Troutman Pepper Locke is a proud sponsor of the 2026 Infocast Solar + Wind Finance & Investment Summit, taking place in Phoenix from March 15– 18, 2026. This premier event brings together leaders in finance, solar, wind, and storage, offering unparalleled networking opportunities. This year’s program focuses on successfully navigating the post-OBBB Act waters, capitalizing on the market-based opportunities of the future, handling the lingering difficulties of the present, and connecting with energy industry leaders to develop, finance, and invest in today’s renewable energy projects.

Adam Kobos will be moderating “Tax Equity Market Dynamics,” where he and tax equity investor executives will discuss the latest trends and market expectations in clean energy, while breaking down the most urgent questions on shifting assessments and how best to maximize returns on renewable energy projects. Topics of discussion will include:

  • Deal flow: What’s the size of the TE/TC market today and is need still exceeding capacity? Are most deals hybrid now, and what are the current costs? What’s attracting TE, what’s a no-go, and how big are today’s average deals? Are IRA adders still seen in large numbers, if so, which ones?

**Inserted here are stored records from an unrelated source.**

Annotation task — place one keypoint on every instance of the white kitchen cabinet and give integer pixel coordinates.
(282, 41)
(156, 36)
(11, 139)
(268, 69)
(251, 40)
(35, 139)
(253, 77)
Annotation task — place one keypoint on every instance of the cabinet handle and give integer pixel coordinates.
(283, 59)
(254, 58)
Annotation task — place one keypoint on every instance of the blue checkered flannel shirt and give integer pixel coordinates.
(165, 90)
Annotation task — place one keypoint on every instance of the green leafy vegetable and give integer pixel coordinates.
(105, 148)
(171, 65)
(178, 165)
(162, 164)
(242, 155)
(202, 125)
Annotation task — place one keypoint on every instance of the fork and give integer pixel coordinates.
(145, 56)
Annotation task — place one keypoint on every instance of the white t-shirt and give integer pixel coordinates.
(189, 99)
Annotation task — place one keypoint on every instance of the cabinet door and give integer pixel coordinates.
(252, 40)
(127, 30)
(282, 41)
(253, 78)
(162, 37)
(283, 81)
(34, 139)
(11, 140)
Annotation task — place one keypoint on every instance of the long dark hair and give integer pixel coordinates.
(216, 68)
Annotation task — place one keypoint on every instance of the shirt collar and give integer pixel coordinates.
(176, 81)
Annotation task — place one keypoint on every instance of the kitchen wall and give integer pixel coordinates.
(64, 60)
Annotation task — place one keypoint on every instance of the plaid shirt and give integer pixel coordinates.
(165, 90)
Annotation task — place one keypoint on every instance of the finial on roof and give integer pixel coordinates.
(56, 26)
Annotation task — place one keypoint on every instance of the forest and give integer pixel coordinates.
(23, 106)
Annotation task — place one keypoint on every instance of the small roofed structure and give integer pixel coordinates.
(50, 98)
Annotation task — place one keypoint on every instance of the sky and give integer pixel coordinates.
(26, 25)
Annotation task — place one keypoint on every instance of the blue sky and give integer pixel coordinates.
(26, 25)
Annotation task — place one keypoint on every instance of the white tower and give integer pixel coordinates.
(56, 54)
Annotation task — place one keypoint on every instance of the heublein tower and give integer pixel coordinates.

  • Section 48E: is this the go-to credit now? Are projects with “legacy” credits under sections 45 or 48 seeing challenges? ITC versus PTC: what makes sense now, and for which projects?
  • Are TE investors operating at max capacity, and what are expectations beyond the deadlines? Are most investors primarily doing deals with known developers or sponsors? What about syndicators: have strategies changed, and are buyers’ expectations realistic? Is Basel III or 3.5 still a concern?
  • Hybrid and t-flips: How are TE investors assessing new provisions and flexibility? Is it changing their overall TE appetites? Is underwriting changing? What about TE interest in 2026 deals?
  • How has the new guidance changed tax credit outlooks, financing principles, contract structures, and project fundamentals? What still needs clarity, and how are stakeholders dealing with risks and ambiguities during the deadline crunch time? How are credits affecting valuations?